Saya adalah anak kedua dari tujuh bersaudara yang terdiri dari tiga laki-laki dan empat perempuan. Jika saya numpang lahir di Bogor, kakak saya, seorang perempuan yang menjadi anak sulung di keluarga kami juga numpang lahir, namun di Jakarta. Begitu juga dengan adik saya yang merupakan anak ketiga juga lahir di Jakarta. Usia saya dengan kakak kurang lebih hanya berbeda dua tahun. Kurang lebih 1,5 tahun setelah kelahiran adik, orang tua saya kembali dianugerahi seorang anak  perempuan. Ketika berlanjut dengan anak kelima, keenam hingga yang bungsu atau ketujuh, kurang lebih selisih waktu kelahirannya hanya berbeda 1,5 tahun. 

Sampai saat ini saya masih bingung sekaligus mengagumi kedua orang tua. Betapa hebatnya mereka berdua mengurus tujuh orang anak dengan usia yang tidak terlalu jauh berbeda atau hanya terpaut 1,5 tahun. Saya masih mengingat sekilas meskipun samar-samar betapa ramainya rumah keluarga ketika kami semua berkumpul. Kakak saya sudah meninggal dunia beberapa waktu lalu, sementara adik-adik saya sebagian besar memilih untuk tinggal di Yogyakarta. Hanya tinggal saya sendiri yang memutuskan untuk tinggal di Jakarta setelah berdinas selama kurang lebih 37 tahun sejak 1976 hingga 2013 di Tentara Nasional Indonesia-Angkatan Udara (TNI-AU).

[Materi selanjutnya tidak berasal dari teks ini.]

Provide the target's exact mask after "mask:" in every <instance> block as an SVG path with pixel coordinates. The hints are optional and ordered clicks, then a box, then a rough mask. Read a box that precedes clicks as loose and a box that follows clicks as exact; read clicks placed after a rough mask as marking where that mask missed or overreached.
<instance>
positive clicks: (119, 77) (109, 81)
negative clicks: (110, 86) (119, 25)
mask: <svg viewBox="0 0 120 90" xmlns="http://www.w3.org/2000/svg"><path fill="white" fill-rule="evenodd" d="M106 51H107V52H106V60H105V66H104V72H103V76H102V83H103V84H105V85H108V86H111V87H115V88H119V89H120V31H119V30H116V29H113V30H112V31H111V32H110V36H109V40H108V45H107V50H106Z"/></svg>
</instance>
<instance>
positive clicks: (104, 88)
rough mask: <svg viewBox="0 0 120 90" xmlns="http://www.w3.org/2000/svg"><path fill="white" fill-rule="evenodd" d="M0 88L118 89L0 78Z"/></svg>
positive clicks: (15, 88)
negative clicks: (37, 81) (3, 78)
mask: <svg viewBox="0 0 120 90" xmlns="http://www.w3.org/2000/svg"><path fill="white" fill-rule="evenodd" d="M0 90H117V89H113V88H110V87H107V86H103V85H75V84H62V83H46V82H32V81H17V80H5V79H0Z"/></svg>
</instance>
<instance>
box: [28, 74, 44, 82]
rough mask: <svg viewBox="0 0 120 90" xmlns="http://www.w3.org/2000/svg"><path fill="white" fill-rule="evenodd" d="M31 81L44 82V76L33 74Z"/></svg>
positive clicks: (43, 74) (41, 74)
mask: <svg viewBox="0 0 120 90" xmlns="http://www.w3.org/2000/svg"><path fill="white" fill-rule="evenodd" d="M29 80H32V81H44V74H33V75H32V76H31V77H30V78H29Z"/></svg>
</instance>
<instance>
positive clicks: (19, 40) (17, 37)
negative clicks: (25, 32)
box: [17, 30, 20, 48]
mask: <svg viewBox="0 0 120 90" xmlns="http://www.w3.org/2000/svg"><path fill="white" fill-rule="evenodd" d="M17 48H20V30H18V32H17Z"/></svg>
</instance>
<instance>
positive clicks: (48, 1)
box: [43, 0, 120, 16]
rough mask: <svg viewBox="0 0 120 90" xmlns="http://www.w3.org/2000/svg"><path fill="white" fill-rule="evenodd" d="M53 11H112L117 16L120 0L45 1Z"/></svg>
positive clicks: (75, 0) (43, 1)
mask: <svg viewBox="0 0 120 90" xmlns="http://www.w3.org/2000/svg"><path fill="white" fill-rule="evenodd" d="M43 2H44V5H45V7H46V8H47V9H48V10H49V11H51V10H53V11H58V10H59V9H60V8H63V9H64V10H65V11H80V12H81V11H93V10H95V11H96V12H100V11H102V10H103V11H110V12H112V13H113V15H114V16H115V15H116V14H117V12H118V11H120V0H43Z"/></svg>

Ketika baru berumur lima tahun, kurang lebih pada awal tahun 1960-an, kami sekeluarga pindah ke Ambarawa, Jawa Tengah (Jateng). Setelah dari Ambarawa, karena penugasan ayah yang seringkali berpindah kota, kami sekeluarga pindah ke Blora yang masih terletak di Jateng. Dari Blora, kami pindah ke Kudus, sebuah kota di Jateng yang terkenal dengan banyak hal. Mulai dari pabrik kretek hingga Menara kudus yang monumental sampai wisata kuliner. Di kota yang juga terkenal dengan masakan khas berupa soto hingga sate dan nasi pindang itulah saya menempuh pendidikan hingga lulus SMA pada 1973.

Saya bersama teman-teman saat mengikuti kegiatan Pramuka saat sekolah. (Foto: Dok. Pribadi)

Masa sekolah di Kudus 

Saya mulai bersekolah di Kudus pada pengujung pendidikan dasar. Ketika kelas enam, saya mulai memasuki sebuah Sekolah Dasar (SD) Katolik. Pada tahun berikutnya, ketika lulus SD dan menjadi murid Sekolah Menengah Pertama (SMP), saya bersekolah di SMP Negeri 1 Kudus. Setelah lulus SMP, saya melanjutkan ke SMA Negeri yang kini bernama SMA Negeri 1 Kudus. Namun pada saat masih bersekolah disana, itulah satu-satunya SMA negeri di kota tempat kami tinggal, sehingga cukup disebut SMA Negeri Kudus saja.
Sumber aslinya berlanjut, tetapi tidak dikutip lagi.